MapReduce: A step backwards, perhaps, but maybe a couple of steps forward, too
Eugene Shekita, IBM Almaden

Introduction
------------
In January 2008, David DeWitt and Michael Stonebraker wrote a provocative
blog titled "MapReduce: A major step backwards" [1][2]. The blog slammed
MapReduce on several fronts, arguing that for large scale data analysis,
the MapReduce framework (and in particular the open-source implementation
of it in Hadoop [3]), is not novel and inferior to commercial shared-nothing
RDBMS engines like Teradata, DB2, and Vertica. Moreover, the authors accused
the Hadoop community of engaging in hype and ignoring 25 years of parallel
DBMS research.

A small flame war erupted on the blog, with a lot of the Hadoop supporters
(the "young turks") basically arguing that 'these old database guys (the
"gray beards") just don't get it.' Slightly more than a year has past since
DeWitt and Stonebraker wrote their blog. It's interesting to revisit some
of the criticism leveled at MapReduce (and Hadoop in particular) to see 
whether those young turks are learning from their elders and whether they
may be onto something after all.

Data Models, Schemas, and Query Languages
-----------------------------------------
One criticism leveled at MapReduce was that it's too low level -- that it
lacks a real data model, a schema, and a catalog that can be queried;
worse, it lacks a high level query language. The database community learned
the importance of all these things about 30 years ago, of course.
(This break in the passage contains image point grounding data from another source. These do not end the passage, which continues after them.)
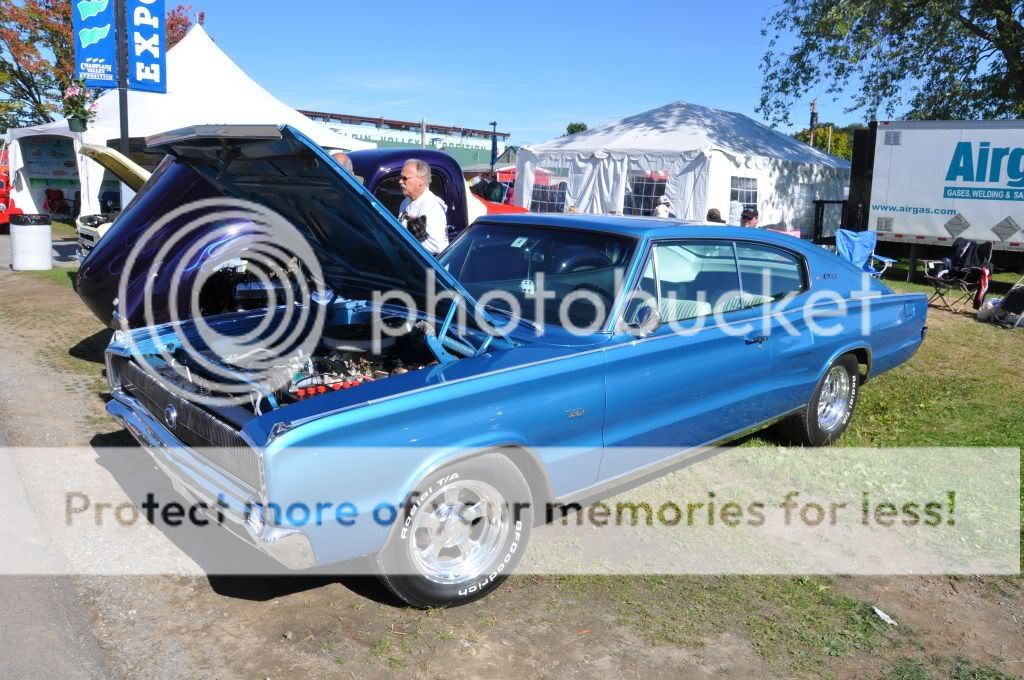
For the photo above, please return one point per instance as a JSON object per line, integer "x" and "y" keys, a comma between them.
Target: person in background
{"x": 663, "y": 207}
{"x": 715, "y": 216}
{"x": 422, "y": 212}
{"x": 344, "y": 161}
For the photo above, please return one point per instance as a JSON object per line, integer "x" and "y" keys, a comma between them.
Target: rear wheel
{"x": 463, "y": 532}
{"x": 827, "y": 414}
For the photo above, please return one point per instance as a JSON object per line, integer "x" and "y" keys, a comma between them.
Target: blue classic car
{"x": 568, "y": 355}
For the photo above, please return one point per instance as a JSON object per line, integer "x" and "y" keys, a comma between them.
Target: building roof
{"x": 681, "y": 127}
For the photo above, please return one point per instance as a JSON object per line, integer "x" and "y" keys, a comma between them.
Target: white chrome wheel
{"x": 835, "y": 398}
{"x": 458, "y": 530}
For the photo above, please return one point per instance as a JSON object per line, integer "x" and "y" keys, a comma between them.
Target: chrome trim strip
{"x": 684, "y": 457}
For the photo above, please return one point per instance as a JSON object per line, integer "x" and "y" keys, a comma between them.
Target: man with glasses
{"x": 422, "y": 212}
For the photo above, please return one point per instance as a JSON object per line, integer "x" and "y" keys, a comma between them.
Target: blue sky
{"x": 534, "y": 67}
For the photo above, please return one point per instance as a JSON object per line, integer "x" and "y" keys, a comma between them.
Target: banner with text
{"x": 146, "y": 45}
{"x": 95, "y": 43}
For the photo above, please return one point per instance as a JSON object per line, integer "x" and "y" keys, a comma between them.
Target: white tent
{"x": 700, "y": 158}
{"x": 204, "y": 86}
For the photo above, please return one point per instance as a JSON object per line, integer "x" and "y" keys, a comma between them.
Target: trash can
{"x": 31, "y": 242}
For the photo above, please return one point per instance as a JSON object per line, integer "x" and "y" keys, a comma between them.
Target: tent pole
{"x": 122, "y": 35}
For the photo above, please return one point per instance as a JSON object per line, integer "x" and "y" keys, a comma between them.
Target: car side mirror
{"x": 648, "y": 321}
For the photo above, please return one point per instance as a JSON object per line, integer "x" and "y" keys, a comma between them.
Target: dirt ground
{"x": 51, "y": 393}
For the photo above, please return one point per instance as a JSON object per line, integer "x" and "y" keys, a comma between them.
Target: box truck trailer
{"x": 927, "y": 182}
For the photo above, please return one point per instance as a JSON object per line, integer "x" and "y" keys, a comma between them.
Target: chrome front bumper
{"x": 203, "y": 483}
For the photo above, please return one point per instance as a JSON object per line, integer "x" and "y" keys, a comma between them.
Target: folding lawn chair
{"x": 858, "y": 248}
{"x": 961, "y": 278}
{"x": 1011, "y": 311}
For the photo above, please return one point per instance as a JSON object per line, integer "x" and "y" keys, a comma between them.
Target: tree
{"x": 842, "y": 139}
{"x": 37, "y": 56}
{"x": 179, "y": 19}
{"x": 943, "y": 58}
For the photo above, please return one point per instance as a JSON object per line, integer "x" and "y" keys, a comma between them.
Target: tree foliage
{"x": 37, "y": 56}
{"x": 941, "y": 58}
{"x": 842, "y": 139}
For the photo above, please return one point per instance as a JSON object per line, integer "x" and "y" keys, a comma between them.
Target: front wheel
{"x": 463, "y": 532}
{"x": 827, "y": 414}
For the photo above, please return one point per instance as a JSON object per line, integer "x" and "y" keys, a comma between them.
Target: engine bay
{"x": 345, "y": 357}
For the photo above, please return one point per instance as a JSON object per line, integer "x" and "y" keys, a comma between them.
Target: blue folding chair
{"x": 858, "y": 248}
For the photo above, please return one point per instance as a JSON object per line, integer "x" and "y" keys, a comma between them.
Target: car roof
{"x": 643, "y": 227}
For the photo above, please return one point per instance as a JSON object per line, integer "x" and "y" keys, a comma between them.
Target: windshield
{"x": 567, "y": 278}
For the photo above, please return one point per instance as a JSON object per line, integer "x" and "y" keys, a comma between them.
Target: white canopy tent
{"x": 204, "y": 86}
{"x": 702, "y": 158}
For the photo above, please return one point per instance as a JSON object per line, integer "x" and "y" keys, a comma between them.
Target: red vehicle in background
{"x": 7, "y": 207}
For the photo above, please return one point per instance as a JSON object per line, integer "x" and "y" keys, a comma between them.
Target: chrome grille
{"x": 197, "y": 428}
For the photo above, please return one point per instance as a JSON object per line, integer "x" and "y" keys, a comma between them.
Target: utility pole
{"x": 120, "y": 24}
{"x": 494, "y": 145}
{"x": 814, "y": 119}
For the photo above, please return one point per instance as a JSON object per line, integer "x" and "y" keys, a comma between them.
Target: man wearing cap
{"x": 663, "y": 207}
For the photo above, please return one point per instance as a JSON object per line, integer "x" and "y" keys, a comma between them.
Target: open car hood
{"x": 361, "y": 247}
{"x": 120, "y": 165}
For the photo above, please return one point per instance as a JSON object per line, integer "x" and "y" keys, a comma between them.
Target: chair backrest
{"x": 985, "y": 252}
{"x": 856, "y": 247}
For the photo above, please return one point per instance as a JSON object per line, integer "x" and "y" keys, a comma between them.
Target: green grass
{"x": 795, "y": 624}
{"x": 907, "y": 669}
{"x": 958, "y": 668}
{"x": 60, "y": 275}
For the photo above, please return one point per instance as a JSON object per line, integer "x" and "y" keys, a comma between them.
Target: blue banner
{"x": 146, "y": 45}
{"x": 95, "y": 42}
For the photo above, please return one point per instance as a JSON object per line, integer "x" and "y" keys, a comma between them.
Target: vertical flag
{"x": 146, "y": 45}
{"x": 95, "y": 44}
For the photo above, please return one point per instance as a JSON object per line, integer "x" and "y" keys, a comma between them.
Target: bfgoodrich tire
{"x": 827, "y": 414}
{"x": 463, "y": 532}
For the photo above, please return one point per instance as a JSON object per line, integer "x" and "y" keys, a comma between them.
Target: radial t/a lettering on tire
{"x": 827, "y": 413}
{"x": 463, "y": 532}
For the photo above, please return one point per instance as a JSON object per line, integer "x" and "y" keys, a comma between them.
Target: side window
{"x": 769, "y": 273}
{"x": 388, "y": 192}
{"x": 693, "y": 279}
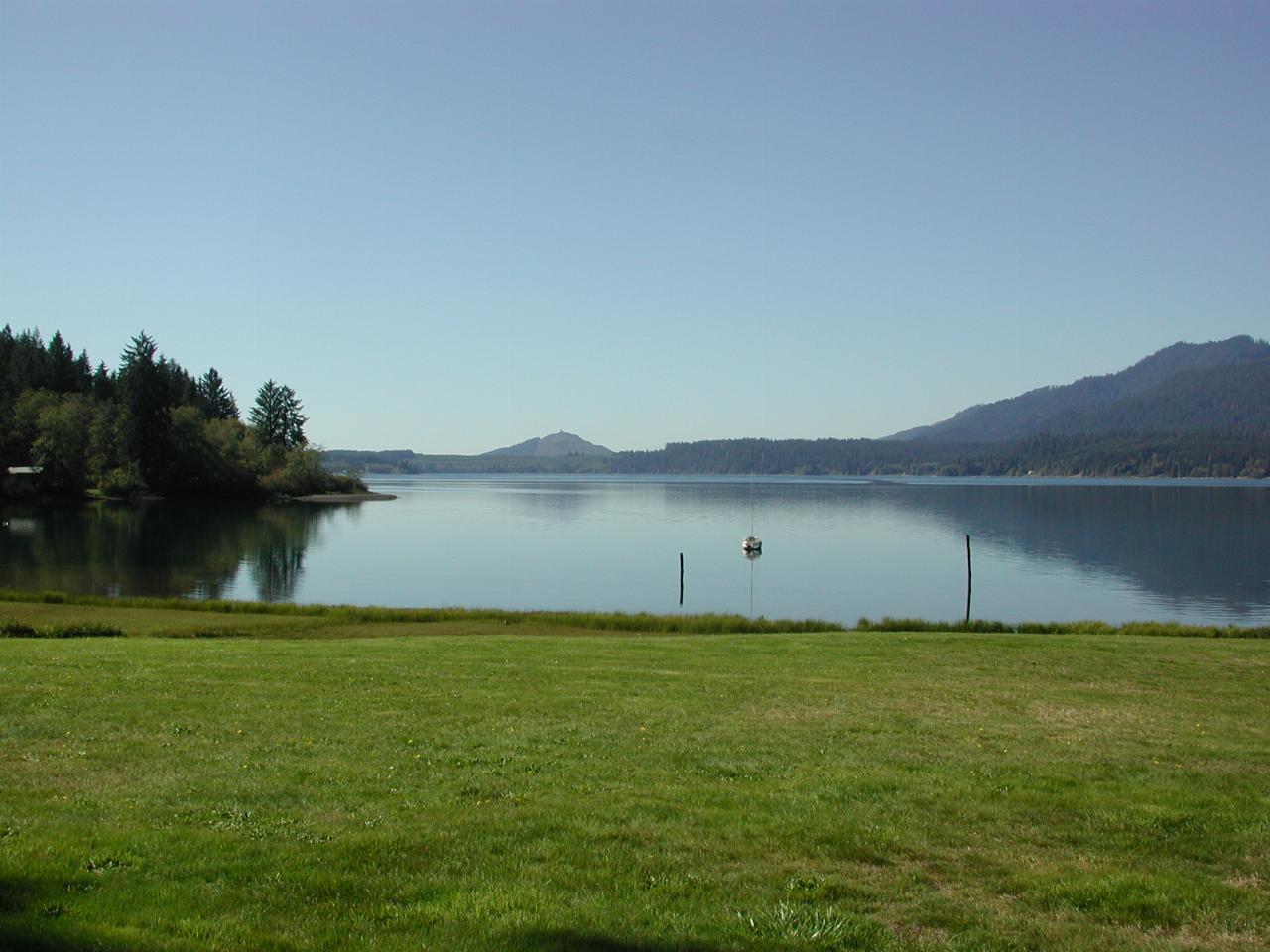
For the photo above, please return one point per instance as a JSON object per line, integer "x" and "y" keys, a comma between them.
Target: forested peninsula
{"x": 145, "y": 428}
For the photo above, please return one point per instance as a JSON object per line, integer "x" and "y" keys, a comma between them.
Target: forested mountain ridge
{"x": 554, "y": 444}
{"x": 1219, "y": 386}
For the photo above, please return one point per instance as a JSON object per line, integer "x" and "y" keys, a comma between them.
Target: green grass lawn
{"x": 474, "y": 784}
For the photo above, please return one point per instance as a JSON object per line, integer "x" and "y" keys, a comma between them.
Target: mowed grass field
{"x": 471, "y": 784}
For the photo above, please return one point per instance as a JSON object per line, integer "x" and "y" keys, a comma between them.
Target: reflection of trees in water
{"x": 1175, "y": 540}
{"x": 158, "y": 547}
{"x": 278, "y": 555}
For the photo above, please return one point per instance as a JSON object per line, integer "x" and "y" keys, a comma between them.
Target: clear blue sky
{"x": 451, "y": 226}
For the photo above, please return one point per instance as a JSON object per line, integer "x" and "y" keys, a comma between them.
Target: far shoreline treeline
{"x": 1169, "y": 454}
{"x": 146, "y": 428}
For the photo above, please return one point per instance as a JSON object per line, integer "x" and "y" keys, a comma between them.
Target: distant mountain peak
{"x": 554, "y": 444}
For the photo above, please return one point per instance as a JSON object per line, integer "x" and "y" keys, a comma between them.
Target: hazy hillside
{"x": 1219, "y": 386}
{"x": 557, "y": 444}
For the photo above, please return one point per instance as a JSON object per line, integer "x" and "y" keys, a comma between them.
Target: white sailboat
{"x": 752, "y": 546}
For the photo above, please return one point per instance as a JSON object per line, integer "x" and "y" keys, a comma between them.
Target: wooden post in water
{"x": 969, "y": 579}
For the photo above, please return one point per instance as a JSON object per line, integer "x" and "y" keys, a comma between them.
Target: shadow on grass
{"x": 33, "y": 918}
{"x": 568, "y": 941}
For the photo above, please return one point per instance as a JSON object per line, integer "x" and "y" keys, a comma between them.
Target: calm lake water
{"x": 835, "y": 548}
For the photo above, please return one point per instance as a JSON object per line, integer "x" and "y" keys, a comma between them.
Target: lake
{"x": 835, "y": 548}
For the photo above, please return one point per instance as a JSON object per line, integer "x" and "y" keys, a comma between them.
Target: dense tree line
{"x": 1242, "y": 453}
{"x": 1238, "y": 453}
{"x": 146, "y": 426}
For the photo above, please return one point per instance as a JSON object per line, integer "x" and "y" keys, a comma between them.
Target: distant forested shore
{"x": 1187, "y": 454}
{"x": 68, "y": 426}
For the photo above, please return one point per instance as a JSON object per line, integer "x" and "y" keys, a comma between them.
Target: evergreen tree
{"x": 146, "y": 399}
{"x": 214, "y": 399}
{"x": 276, "y": 416}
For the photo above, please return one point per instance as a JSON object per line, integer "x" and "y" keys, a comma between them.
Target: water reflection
{"x": 837, "y": 548}
{"x": 1182, "y": 543}
{"x": 159, "y": 547}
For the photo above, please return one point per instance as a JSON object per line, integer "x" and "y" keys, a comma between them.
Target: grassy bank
{"x": 548, "y": 787}
{"x": 183, "y": 616}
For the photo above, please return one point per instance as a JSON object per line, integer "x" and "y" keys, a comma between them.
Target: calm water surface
{"x": 833, "y": 548}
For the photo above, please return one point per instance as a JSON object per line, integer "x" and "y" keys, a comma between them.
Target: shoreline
{"x": 343, "y": 498}
{"x": 55, "y": 603}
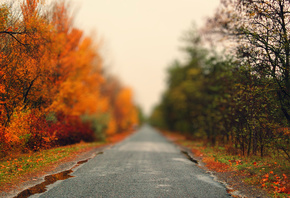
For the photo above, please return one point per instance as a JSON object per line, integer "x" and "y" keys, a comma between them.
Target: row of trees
{"x": 242, "y": 99}
{"x": 53, "y": 88}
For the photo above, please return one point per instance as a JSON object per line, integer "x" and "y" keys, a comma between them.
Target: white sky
{"x": 141, "y": 38}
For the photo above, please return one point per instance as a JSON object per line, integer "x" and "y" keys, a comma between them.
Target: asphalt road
{"x": 144, "y": 165}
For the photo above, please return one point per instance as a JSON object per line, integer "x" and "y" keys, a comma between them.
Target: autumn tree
{"x": 260, "y": 30}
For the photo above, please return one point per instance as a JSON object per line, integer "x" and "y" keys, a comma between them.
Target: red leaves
{"x": 273, "y": 181}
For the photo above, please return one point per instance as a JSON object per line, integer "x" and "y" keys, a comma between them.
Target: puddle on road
{"x": 50, "y": 179}
{"x": 189, "y": 157}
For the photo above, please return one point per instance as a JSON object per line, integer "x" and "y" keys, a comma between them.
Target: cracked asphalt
{"x": 144, "y": 165}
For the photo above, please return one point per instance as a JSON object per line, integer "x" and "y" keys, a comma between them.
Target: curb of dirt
{"x": 69, "y": 163}
{"x": 233, "y": 182}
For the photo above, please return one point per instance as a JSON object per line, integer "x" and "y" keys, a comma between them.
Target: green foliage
{"x": 224, "y": 101}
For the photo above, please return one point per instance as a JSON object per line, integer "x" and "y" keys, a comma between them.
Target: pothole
{"x": 50, "y": 179}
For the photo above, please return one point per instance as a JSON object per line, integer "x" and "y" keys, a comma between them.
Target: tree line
{"x": 240, "y": 97}
{"x": 54, "y": 89}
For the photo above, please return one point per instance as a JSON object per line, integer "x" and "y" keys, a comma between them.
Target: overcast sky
{"x": 141, "y": 38}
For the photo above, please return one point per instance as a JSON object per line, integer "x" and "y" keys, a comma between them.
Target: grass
{"x": 270, "y": 173}
{"x": 13, "y": 168}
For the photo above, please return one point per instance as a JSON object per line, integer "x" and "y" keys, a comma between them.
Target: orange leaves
{"x": 49, "y": 68}
{"x": 215, "y": 165}
{"x": 126, "y": 114}
{"x": 273, "y": 181}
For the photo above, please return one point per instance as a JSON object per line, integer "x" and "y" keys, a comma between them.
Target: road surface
{"x": 144, "y": 165}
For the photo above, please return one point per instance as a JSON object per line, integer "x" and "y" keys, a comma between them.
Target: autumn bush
{"x": 53, "y": 90}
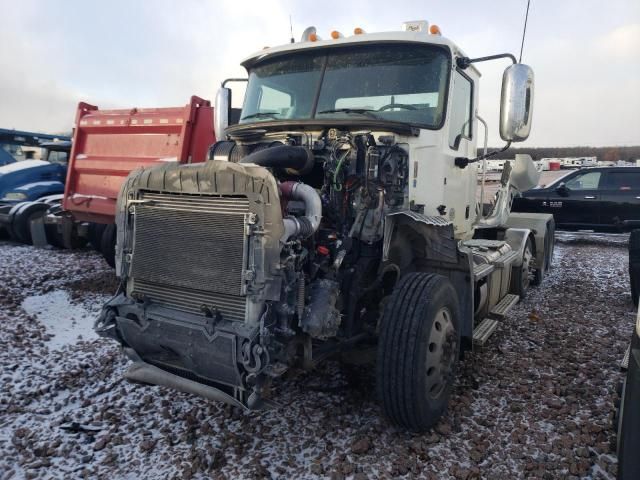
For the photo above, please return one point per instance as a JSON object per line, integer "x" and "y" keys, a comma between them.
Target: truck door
{"x": 577, "y": 204}
{"x": 621, "y": 197}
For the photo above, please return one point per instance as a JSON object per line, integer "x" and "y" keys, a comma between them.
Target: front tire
{"x": 418, "y": 350}
{"x": 522, "y": 276}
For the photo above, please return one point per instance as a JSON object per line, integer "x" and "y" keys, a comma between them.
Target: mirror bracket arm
{"x": 224, "y": 83}
{"x": 464, "y": 62}
{"x": 462, "y": 162}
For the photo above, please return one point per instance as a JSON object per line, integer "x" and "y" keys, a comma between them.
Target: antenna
{"x": 291, "y": 29}
{"x": 524, "y": 31}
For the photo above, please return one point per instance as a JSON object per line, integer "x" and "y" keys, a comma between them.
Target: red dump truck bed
{"x": 108, "y": 144}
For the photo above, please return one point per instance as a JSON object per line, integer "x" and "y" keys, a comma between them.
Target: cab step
{"x": 502, "y": 308}
{"x": 624, "y": 364}
{"x": 483, "y": 331}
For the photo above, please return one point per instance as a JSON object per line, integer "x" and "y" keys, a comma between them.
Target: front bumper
{"x": 217, "y": 359}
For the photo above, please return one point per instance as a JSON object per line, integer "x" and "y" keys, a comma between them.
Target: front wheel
{"x": 521, "y": 277}
{"x": 418, "y": 349}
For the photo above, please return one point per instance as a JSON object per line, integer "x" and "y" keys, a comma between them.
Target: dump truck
{"x": 338, "y": 217}
{"x": 107, "y": 145}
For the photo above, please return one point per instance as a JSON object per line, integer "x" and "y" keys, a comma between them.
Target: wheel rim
{"x": 441, "y": 353}
{"x": 527, "y": 256}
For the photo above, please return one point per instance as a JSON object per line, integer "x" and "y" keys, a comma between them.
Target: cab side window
{"x": 461, "y": 109}
{"x": 585, "y": 181}
{"x": 622, "y": 180}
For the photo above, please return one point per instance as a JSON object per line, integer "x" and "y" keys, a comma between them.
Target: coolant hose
{"x": 302, "y": 226}
{"x": 298, "y": 159}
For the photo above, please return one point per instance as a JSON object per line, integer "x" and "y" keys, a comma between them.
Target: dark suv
{"x": 599, "y": 198}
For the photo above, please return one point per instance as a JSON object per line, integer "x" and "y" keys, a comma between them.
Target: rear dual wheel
{"x": 21, "y": 226}
{"x": 418, "y": 350}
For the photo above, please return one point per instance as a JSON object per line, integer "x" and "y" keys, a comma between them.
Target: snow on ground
{"x": 535, "y": 403}
{"x": 64, "y": 322}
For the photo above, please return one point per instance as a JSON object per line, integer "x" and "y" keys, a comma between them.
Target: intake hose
{"x": 302, "y": 226}
{"x": 298, "y": 160}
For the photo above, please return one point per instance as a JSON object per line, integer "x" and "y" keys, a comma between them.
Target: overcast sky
{"x": 126, "y": 53}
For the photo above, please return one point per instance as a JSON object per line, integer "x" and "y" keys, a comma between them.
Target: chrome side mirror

When they wrote their blog, DeWitt and Stonebraker did mention that the Pig
project [4] at Yahoo! Research, which adds a semi-structured data model and
high level query language to Hadoop, was a step in the right direction.  
Since then Pig has become much more complete, other query languages for 
Hadoop have also emerged, including Facebook's Hive [5], IBM's Jaql [6] ,
Cascading [7], and Cloudbase [8].

It's clear from all this activity that Hadoop will eventually have a real
data model, schema, catalogs, and query language -- probably several of
them. The young turks are learning. What's also interesting is that many of
the emerging data models and query languages have a distinctly different
flavor than SQL. For example, Pig, Jaql, and Cascading all support
semi-structured data and are really more like high-level, parallel data flow
languages than declarative query languages.

Are the young turks onto something here? Many analysis problems require 
semi-structured data and are more naturally expressed as a sequence of
dataflow steps [15][16]. Languages like Pig, Jaql, and Cascading enable 
these dataflows to be described at a high level and then compiled into
parallel MapReduce jobs. Of course, some algorithms like machine learning
cannot be expressed in a high-level dataflow language. But in Hadoop, it is
always possible to drop down to the raw MapReduce programming level to
implement those algorithms [9]. In contrast, these kind of dataflows would
be difficult, if not impossible, to express in SQL.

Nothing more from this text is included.